Nach der Dressur begann mit einer Begehung des Geländes sofort die Vorbereitung auf den Geländeritt. Knapp 4500 m mussten bewältigt werden, wer dafür länger als acht Minuten und elf Sekunden benötigte, bekam Strafpunkte. „Der Parcours war deutlich schwieriger als bei meiner Drei-Sterne-Prüfung oder der DM im vergangenen Jahr“, war Pia Schmülling mächtig beeindruckt. So musste das Duo unter anderem in eine Senke hineinspringen und schon beim Hochreiten das nächste Hindernis überqueren. Wie hoch die Anforderungen an die Sportlerinnen und ihre Vierbeiner waren, dokumentierte das Ergebnis: Nur Carla Hanser aus Wasserburg blieb mit ihrer 13-jährigen Holsteiner Stute Castagnola im Zeitlimit, das die Ostfriesin um elf Sekunden überschritt. Damit arbeitete sich Pia Schmülling mit ihrer „Evi“ auf den fünften Platz vor.
Vor dem abschließenden Springen am Sonntag lag Hedda Vogler aus Verden in Führung. Ihre Stute Niagara de Champenotte kam aber nicht durch die abschließende strenge Kontrolle, sodass die Titelträume jäh platzten. Pia Schmülling saß schon morgens um 6 Uhr wieder im Sattel, um Evi zu testen. Die Stute zeigte keinerlei Ermüdungserscheinungen, eher im Gegenteil: „Ich musste sie bremsen“, lachte Pia Schmülling, die nach einem Freiwilligen Sozialen Jahr im August in Norden eine Ausbildung zur Industriekauffrau beginnt.
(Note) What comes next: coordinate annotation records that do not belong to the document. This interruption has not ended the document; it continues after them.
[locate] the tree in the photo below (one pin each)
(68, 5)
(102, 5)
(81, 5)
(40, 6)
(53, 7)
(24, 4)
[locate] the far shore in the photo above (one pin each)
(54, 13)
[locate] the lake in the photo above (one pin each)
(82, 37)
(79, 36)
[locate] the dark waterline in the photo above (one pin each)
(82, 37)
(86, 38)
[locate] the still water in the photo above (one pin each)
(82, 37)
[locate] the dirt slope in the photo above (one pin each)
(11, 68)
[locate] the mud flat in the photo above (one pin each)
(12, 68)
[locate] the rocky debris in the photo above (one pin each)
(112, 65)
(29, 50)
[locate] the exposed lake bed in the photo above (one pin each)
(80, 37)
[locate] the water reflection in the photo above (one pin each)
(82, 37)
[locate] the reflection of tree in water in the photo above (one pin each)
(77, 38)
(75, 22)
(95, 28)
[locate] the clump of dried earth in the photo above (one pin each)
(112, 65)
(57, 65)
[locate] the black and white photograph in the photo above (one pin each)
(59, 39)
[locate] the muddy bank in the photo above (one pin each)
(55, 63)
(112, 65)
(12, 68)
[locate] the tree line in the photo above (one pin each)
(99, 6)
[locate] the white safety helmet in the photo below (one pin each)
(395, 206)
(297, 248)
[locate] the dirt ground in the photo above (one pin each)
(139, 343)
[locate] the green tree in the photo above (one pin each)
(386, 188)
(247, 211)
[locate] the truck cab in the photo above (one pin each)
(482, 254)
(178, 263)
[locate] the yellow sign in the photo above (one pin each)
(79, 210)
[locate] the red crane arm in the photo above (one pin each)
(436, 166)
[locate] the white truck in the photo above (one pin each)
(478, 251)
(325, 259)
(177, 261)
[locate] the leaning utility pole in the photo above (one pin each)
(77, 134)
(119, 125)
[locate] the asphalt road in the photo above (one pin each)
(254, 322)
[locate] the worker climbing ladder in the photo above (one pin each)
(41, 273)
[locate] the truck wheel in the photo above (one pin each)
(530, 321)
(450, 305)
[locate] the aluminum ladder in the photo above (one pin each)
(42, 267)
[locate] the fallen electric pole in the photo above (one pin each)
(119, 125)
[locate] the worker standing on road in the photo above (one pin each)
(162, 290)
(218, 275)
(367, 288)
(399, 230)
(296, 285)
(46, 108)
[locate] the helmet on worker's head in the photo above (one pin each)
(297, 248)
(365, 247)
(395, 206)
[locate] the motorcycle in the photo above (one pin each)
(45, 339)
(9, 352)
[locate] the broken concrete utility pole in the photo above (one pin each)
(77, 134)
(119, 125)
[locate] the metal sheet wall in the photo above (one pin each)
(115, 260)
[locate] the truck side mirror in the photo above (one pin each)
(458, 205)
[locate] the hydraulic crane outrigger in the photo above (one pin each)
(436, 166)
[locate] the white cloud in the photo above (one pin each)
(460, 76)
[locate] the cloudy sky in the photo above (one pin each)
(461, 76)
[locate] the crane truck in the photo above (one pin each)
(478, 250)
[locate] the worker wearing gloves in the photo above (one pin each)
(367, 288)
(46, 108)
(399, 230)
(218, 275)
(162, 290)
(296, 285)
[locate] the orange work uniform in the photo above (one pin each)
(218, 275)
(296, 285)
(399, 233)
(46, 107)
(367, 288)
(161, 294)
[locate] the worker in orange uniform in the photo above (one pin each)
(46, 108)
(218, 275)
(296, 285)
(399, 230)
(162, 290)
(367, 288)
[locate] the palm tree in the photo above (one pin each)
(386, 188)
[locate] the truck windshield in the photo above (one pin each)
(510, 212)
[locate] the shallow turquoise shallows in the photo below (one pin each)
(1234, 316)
Das Springen lief für das Duo perfekt. Mit einem fehlerfreien Durchgang – der nur zwei anderen Konkurrentinnen gelang – stürmte Pia Schmülling auf Rang zwei. Anschließend flossen die Tränen. Ihre Großeltern, ihre Cousine sowie ihre beste Freundin, die am Sonnabend angereist war, Springtrainer Ricardo Tabaczec sowie ihr Freund gehörten zu den ersten Gratulanten.
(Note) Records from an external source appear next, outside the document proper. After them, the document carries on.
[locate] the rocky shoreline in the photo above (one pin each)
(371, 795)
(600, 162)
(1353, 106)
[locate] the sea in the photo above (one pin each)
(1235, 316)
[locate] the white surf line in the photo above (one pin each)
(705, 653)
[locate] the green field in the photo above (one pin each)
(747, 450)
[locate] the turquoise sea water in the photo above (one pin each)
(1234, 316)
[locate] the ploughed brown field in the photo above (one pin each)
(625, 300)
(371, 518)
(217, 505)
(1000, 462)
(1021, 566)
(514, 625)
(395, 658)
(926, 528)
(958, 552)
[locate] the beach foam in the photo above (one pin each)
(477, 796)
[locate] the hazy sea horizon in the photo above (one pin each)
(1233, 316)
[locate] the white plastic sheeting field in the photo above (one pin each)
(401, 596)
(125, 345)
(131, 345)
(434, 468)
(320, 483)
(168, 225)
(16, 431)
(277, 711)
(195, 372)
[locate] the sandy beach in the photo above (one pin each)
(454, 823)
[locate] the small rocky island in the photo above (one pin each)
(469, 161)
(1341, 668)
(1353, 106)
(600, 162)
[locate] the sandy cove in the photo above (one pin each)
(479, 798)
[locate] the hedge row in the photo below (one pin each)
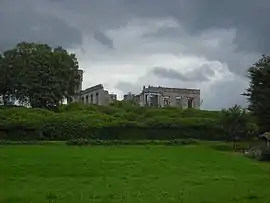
(108, 123)
(81, 142)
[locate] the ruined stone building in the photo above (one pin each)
(93, 95)
(165, 96)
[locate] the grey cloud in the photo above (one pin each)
(248, 17)
(126, 87)
(20, 21)
(200, 74)
(224, 94)
(103, 39)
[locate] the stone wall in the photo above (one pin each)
(176, 97)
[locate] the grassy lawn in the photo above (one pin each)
(195, 174)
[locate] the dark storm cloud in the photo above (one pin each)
(103, 39)
(126, 87)
(20, 21)
(249, 17)
(199, 75)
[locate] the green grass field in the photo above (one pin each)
(195, 174)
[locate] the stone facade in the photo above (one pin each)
(164, 96)
(93, 95)
(96, 95)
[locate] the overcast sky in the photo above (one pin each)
(125, 44)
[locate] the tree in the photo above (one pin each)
(235, 123)
(42, 76)
(258, 92)
(6, 80)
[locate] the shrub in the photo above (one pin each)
(123, 122)
(82, 142)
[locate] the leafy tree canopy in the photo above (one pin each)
(258, 92)
(38, 74)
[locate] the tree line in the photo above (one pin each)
(37, 75)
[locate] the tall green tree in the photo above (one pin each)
(42, 76)
(235, 122)
(258, 92)
(6, 80)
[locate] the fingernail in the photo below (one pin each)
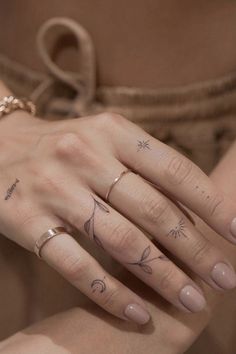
(192, 299)
(224, 276)
(137, 314)
(233, 227)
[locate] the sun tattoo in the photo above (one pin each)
(142, 263)
(178, 230)
(89, 224)
(143, 145)
(11, 189)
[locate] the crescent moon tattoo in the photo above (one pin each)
(98, 285)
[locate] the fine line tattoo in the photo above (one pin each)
(89, 224)
(98, 284)
(143, 145)
(178, 230)
(142, 263)
(11, 189)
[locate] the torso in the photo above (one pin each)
(138, 43)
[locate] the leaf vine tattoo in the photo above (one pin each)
(142, 263)
(98, 284)
(11, 189)
(89, 224)
(143, 145)
(178, 230)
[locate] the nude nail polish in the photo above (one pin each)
(137, 314)
(233, 227)
(224, 276)
(192, 299)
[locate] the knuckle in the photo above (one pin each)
(200, 251)
(179, 170)
(214, 202)
(106, 118)
(167, 279)
(74, 268)
(69, 144)
(73, 147)
(122, 239)
(46, 180)
(154, 210)
(111, 298)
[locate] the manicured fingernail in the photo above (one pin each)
(233, 227)
(137, 314)
(192, 299)
(224, 276)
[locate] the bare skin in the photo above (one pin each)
(57, 334)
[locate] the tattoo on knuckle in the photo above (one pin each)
(179, 170)
(89, 225)
(214, 203)
(98, 285)
(179, 230)
(144, 261)
(110, 297)
(143, 145)
(11, 189)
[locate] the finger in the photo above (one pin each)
(170, 170)
(155, 213)
(126, 243)
(77, 266)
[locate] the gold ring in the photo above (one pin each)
(114, 182)
(50, 233)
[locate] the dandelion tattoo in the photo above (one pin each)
(142, 263)
(11, 189)
(143, 145)
(99, 285)
(89, 224)
(178, 230)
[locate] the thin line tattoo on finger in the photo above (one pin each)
(178, 230)
(142, 262)
(98, 284)
(11, 189)
(143, 145)
(89, 224)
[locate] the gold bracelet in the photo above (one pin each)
(9, 104)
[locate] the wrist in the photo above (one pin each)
(17, 118)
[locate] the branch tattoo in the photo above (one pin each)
(142, 262)
(98, 284)
(143, 145)
(11, 189)
(89, 224)
(178, 230)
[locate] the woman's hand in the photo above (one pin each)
(58, 173)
Auch Landestrainerin Ina Tapken, die der Großheiderin zu jeder Zeit mit Rat und Tat zur Seite stand und vor Dressur und Springen bei Evi den Schweif eingeflochten hatte, war begeistert. „Sie meinte, dass man mich bei der Nominierung des EM-Kaders eigentlich nicht mehr übergehen könnte“, freute sich Pia Schmülling über das Lob.